We assume first that $O=(0,0,0)$ and then shift the origin at the end. Since $O$ is the origin the points $A$ and $B$ are true vectors, so the segment that joins them is $S= A + s(B-A)$, with $s \in [0, 1]$. When $s=0$ we are sitting on $A$ and when $s=1$ we are sitting in $B$.

The idea is to bend the segment $S$. That is, at any point $P=A + s(B-A)$ in the segment we need to shift the point by the right amount away from $O$. Call $r=\| A \| = \| B \|$. Then find the unit vector in the direction of $P$. That is \begin{equation} \bf{u} = \it \frac{P}{\| P \|} \end{equation}

which is known for each $s \in [0,1]$. Note that $\| P \| \le r$ and the equality is only achieved at the end points $A$ and $B$, and the greatest difference is in the middle where the pull up is maximum. Then multiply the unit vector by $r$ So the solution is \begin{equation} x = O + r \ {\bf{u}} \quad , \quad s \in [0, 1] \end{equation} where now $O=(o_x, o_y, o_z)$ could be a point different from 0 and $\bf{u}$ is computed after subtracting the origin from $A$, and $B$.

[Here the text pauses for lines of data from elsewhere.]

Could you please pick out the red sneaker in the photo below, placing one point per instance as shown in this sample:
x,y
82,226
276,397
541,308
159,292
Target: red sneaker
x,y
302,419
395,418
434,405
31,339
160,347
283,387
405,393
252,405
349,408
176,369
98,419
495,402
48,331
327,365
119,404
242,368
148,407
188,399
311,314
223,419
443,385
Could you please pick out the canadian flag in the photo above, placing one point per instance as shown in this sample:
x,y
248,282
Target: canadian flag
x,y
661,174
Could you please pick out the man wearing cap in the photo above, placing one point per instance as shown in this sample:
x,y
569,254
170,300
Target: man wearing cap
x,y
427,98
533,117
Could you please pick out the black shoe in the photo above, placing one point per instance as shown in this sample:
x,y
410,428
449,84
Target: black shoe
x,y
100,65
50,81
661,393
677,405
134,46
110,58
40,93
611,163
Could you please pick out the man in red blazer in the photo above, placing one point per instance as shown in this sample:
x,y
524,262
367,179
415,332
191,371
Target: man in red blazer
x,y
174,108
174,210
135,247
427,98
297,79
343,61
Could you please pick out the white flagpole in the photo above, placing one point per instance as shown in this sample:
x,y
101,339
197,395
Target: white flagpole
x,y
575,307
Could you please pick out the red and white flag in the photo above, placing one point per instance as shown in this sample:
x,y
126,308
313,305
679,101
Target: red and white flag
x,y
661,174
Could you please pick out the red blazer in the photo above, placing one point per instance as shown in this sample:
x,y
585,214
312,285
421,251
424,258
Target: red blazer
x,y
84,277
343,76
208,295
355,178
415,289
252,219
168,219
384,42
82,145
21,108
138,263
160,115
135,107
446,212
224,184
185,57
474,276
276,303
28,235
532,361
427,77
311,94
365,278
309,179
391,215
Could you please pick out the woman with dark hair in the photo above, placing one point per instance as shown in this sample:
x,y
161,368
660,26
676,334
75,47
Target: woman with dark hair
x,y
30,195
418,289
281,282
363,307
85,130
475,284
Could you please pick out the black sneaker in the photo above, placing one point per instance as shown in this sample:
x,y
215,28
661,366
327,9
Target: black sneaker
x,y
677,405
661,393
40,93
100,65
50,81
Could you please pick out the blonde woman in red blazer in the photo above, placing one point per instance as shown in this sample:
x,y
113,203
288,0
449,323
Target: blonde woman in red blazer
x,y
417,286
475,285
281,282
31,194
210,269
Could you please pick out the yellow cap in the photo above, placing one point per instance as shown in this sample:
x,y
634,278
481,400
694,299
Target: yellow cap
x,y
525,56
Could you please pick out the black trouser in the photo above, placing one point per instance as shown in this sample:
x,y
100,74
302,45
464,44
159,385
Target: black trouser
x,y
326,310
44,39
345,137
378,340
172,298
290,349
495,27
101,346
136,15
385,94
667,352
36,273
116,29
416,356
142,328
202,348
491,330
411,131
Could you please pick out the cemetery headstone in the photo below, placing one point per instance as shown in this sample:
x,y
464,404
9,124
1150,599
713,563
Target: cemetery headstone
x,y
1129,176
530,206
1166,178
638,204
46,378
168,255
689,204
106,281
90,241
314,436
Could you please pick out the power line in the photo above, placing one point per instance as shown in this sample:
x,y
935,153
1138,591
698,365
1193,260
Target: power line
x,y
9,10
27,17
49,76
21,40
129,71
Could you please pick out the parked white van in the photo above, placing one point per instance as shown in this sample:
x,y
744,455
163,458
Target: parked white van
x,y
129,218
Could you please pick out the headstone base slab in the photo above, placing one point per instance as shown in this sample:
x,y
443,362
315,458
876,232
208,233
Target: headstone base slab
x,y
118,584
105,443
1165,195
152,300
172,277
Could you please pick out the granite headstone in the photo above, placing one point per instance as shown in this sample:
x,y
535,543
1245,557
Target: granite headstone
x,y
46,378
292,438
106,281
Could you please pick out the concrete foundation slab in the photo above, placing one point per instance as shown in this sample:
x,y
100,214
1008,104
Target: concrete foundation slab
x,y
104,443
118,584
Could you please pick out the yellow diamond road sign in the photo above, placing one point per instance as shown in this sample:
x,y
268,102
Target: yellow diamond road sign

The figure below shows the computed arc following the algorithm above.

enter image description here

I find low precision at the $B$ end. This might be a deficiency on my TiKz code.

In the TeX site for StackExchange

function to find arc between two points with a center of curvature

I show the TiKz/pgfplots code for the implementation of the algorithm.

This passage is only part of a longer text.